Today Ben and I attended a Hacktoberfest event in London for what felt like our first step into the world of open source contribution. Personally, a large part of my motivation to attend was to scope out the steps involved in making contributions to CPython, with the plan to run EnHackathon at some point over the coming month - I wasn’t sure how much I’d actually be trying to contribute versus just setting things up for EnHackathon. However, being in a room of ~20 people dedicating the main part of their Sunday to open source, to a degree I felt inspired to spend the time attempting to complete some tangible form of ‘contribution’!
Getting set up
The morning started off straightforward enough, with a couple of gotchas along the way. Most of the information you need is available in CPython’s developer guide. Note I had already looked through the guide previously without following any of the steps except signing up to ‘python-dev’ and ‘core-mentorship’ mailing lists. Also note that my personal setup is with WSL (Ubuntu on Windows) and I use VS Code as my editor.
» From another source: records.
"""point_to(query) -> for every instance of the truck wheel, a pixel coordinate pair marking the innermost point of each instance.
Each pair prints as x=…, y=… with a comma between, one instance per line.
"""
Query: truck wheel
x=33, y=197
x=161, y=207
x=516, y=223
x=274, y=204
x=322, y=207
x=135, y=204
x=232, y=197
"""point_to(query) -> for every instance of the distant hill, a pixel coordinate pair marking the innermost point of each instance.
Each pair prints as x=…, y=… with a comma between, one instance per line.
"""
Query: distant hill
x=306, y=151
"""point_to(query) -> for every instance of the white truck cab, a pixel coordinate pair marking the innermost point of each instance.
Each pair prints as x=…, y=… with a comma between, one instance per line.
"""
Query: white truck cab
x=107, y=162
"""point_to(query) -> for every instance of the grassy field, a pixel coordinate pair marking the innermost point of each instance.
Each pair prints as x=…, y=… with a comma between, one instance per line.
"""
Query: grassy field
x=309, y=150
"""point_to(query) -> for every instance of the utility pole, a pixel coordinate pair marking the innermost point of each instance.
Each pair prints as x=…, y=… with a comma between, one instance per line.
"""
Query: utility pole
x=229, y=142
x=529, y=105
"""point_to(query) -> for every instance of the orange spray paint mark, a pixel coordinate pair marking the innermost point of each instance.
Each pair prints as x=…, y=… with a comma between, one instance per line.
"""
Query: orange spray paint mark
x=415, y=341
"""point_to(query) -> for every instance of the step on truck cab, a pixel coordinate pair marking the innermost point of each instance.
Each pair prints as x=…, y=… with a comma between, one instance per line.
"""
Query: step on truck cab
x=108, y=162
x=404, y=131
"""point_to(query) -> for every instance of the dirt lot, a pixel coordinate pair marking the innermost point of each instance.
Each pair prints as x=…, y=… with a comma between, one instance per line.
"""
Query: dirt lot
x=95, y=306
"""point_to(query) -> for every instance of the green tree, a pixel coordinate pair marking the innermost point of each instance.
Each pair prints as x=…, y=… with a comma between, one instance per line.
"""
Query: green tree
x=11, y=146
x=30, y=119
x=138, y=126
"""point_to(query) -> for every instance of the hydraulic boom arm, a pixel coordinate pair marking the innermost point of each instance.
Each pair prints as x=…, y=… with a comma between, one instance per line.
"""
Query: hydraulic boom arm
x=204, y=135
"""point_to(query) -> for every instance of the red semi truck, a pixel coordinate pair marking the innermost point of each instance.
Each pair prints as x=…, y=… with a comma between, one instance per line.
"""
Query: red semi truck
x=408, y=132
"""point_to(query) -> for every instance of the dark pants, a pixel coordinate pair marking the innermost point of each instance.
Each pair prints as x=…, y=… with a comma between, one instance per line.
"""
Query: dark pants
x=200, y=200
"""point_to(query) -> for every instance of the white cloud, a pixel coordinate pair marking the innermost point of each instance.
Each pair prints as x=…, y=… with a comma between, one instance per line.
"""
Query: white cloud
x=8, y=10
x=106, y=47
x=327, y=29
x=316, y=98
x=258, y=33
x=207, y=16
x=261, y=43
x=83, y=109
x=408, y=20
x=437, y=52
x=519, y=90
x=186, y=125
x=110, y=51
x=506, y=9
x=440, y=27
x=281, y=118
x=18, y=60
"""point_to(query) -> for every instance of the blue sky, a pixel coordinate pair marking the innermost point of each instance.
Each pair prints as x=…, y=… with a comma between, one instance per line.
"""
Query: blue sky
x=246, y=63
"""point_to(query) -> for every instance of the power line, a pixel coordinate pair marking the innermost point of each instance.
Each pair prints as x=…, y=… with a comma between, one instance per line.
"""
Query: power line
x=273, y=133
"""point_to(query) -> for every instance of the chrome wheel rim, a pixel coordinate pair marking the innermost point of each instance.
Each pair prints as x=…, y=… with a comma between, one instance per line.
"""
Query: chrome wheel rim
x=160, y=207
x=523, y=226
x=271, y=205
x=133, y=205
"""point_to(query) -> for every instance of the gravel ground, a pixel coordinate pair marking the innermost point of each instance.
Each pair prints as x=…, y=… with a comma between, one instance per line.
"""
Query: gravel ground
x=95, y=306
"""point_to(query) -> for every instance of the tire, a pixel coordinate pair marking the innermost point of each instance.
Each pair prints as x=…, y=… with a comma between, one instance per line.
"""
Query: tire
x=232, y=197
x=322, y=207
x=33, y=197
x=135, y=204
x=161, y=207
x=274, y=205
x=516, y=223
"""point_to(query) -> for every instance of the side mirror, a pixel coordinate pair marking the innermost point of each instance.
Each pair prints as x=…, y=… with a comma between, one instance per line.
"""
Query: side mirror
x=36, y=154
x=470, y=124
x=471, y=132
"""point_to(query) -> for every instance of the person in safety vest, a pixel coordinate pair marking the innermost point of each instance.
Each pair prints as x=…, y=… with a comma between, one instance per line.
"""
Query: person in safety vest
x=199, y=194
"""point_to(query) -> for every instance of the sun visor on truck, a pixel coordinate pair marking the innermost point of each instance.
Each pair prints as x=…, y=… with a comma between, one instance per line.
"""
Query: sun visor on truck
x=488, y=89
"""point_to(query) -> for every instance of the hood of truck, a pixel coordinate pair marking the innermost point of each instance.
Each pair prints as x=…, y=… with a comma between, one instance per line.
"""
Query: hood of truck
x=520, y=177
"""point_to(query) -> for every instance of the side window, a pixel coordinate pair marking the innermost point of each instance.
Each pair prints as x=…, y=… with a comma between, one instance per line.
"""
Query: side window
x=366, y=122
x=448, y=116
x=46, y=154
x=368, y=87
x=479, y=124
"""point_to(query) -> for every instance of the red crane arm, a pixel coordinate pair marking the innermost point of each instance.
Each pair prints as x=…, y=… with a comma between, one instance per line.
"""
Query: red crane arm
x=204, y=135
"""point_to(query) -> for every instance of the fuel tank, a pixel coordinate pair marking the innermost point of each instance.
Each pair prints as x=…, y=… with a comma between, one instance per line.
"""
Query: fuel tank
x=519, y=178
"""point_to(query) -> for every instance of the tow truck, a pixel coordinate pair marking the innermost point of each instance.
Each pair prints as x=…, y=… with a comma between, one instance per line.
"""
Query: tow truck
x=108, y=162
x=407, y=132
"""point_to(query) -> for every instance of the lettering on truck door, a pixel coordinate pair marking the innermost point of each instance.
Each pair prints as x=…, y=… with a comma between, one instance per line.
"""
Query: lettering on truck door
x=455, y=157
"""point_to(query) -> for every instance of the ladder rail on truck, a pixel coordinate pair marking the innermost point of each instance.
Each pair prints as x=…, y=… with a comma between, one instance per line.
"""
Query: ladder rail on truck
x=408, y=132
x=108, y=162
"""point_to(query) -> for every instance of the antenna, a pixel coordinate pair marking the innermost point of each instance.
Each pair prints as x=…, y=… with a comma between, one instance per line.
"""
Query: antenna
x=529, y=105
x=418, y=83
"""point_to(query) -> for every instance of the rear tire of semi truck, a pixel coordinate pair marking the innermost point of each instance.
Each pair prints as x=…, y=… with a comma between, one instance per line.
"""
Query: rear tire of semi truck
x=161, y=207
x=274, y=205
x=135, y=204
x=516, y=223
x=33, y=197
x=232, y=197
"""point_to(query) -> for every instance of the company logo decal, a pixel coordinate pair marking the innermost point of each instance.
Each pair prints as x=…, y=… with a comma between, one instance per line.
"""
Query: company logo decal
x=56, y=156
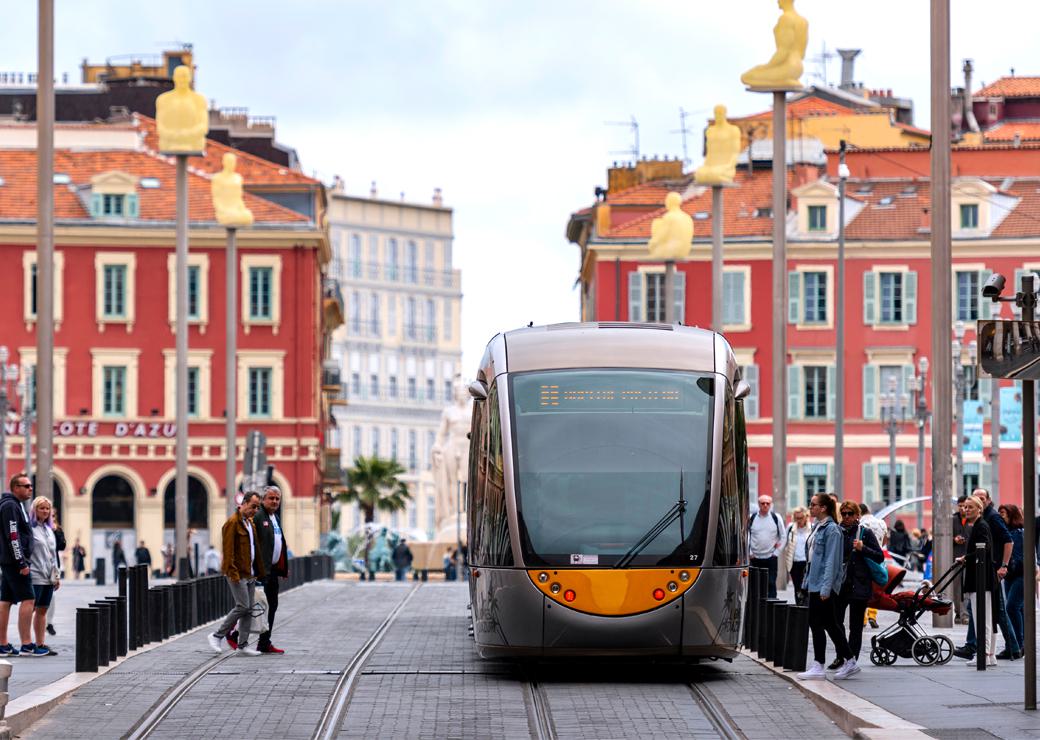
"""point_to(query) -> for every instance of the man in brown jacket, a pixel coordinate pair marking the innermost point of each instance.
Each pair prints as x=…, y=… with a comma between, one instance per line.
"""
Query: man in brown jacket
x=242, y=565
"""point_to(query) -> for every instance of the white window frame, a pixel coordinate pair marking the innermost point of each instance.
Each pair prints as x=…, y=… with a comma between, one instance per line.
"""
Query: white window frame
x=275, y=263
x=201, y=359
x=28, y=260
x=274, y=359
x=113, y=259
x=101, y=358
x=195, y=260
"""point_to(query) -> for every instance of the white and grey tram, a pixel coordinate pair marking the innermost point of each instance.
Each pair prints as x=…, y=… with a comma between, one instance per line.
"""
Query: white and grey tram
x=607, y=493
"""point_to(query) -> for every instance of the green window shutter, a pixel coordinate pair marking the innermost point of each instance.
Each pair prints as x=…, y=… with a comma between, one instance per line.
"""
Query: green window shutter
x=869, y=392
x=869, y=298
x=794, y=296
x=794, y=485
x=909, y=480
x=635, y=296
x=679, y=298
x=831, y=389
x=795, y=392
x=910, y=298
x=869, y=484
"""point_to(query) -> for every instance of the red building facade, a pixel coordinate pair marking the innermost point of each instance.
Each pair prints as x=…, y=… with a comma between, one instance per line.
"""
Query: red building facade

The steps I followed to get fully set up were:
- Fork the CPython repo on GitHub
- Add SSH key to GitHub and clone the repo locally using
git clone firstname.lastname@example.org:<user>/<project>
- I added my preexisting 2048 bit RSA key (~/.ssh/id_rsa.pub) to my GitHub account
- To use the SSH protocol to push you need the remote to be configured using ‘email@example.com:’ instead of ‘https://github.com/’ (which would use HTTPS, unsurprisingly) - if you cloned using HTTPS you would need to configure the remote with
git remote set-url origin firstname.lastname@example.org:<user>/cpython
- Check you can push to your GitHub account without entering credentials (check by running ‘git push’ - harmless if you haven’t made any commits yet)
- Open the workspace in an IDE and keep the directory structure for reference: https://devguide.python.org/setup/#directory-structure
- Configure and make the project: https://devguide.python.org/setup/ - I followed the instructions for Unix (you may have dependencies missing - just look for “Python build finished successfully!”)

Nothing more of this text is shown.